The report claimed there was a delay in banning nine Russian athletes ahead of the 2013 IAAF World Championships in Moscow because the then-IAAF President Lamine Diack had become a friend of Putin’s.
“It puzzles when Russian President Vladimir Putin is mentioned, without any proofs, in the context of the doping and corruption scandals in the IAAF,” Zhukov told Russia’s state-owned news agency TASS.
“At the same time the authors of the document admit that they had no reliable information and refer to some third parties.
“Such approach can only cast doubt on the unbiased work of the Commission and on presented topics in the document.
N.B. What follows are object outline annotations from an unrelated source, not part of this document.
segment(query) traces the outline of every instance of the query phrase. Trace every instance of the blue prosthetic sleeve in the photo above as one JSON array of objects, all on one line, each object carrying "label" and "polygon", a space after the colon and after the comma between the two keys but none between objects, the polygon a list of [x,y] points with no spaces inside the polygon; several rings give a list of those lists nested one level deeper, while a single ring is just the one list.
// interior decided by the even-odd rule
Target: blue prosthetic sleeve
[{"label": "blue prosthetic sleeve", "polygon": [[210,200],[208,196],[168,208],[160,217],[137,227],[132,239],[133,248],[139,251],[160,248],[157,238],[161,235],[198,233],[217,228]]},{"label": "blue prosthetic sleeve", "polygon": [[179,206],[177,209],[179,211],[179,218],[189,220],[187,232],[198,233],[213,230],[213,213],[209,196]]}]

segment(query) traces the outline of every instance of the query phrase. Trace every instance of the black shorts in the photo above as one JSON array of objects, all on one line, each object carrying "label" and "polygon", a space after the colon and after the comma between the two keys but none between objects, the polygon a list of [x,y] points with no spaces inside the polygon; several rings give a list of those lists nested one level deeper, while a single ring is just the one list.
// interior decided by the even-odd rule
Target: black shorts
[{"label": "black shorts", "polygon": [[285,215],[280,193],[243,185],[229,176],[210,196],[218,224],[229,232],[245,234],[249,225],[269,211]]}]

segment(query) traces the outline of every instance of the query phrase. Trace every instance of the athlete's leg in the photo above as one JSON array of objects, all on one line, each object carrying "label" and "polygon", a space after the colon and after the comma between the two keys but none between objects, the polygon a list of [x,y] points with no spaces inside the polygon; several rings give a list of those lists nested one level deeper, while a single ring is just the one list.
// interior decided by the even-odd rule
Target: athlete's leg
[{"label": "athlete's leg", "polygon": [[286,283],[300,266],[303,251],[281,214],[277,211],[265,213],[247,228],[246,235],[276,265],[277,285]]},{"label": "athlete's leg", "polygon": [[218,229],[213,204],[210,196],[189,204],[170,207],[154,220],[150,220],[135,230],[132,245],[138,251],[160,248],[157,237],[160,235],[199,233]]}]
“The same goes for ungrounded allegations that doping abuse in Russia enjoys state support.
“I would reiterate in this regard that we hold a principal stance on the complete eradication of doping in sports.
“First of all, it is done at the level of the Russian legislation with serious budget spending, which our Government allocated for the so.”
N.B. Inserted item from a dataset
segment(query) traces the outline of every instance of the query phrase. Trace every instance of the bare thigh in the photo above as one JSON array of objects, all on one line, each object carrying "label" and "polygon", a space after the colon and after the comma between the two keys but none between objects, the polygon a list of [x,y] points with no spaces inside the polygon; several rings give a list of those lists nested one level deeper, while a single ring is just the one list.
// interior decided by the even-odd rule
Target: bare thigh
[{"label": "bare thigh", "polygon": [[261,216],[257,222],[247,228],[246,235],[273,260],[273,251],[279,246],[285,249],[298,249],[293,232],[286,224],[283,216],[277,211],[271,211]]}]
Zhukov’s criticism of the report will cause some disquiet at the International Olympic Committee, where he is a colleague of Richard Pound, chair of the WADA Independent Commission.
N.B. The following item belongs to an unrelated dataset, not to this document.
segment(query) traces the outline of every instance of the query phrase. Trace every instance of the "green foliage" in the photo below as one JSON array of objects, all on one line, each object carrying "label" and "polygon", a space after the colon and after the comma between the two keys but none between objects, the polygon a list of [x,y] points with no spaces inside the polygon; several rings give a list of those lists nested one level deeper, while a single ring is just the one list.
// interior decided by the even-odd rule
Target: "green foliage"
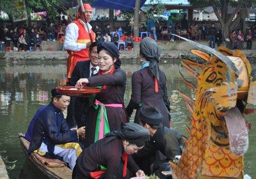
[{"label": "green foliage", "polygon": [[[153,3],[154,1],[156,2],[155,4]],[[154,5],[155,6],[153,6]],[[149,19],[153,19],[155,22],[159,23],[159,16],[163,15],[166,11],[165,3],[163,3],[161,0],[150,0],[150,6],[151,6],[152,8],[147,11],[146,16]],[[154,16],[154,15],[156,15]]]},{"label": "green foliage", "polygon": [[131,20],[134,19],[134,12],[132,11],[121,10],[120,16],[124,20]]}]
The ROC are also supposed to be leading on the Interim Coordination Commission, set-up in association with the All-Russian Athletics Federation, to oversee the return of Russia to international competition after they were banned from the IAAF following the publication last November of the first part of the WADA Independent Commission.
The suspension leaves Russian athletes facing the prospect of missing this year’s Olympic Games in Rio de Janeiro.
Zhukov, however, claimed his priority was having that ban lifted in time for Rio 2016.
“The Russian Olympic Committee is currently active and will continue to cooperate fully with the recommendations of WADA, as well as facilitate interaction with the IAAF for the fulfillment of the criteria for restoration of membership in the International Federation,” he said.
“We take this very seriously because our main priority is to protect the right of clean athletes.”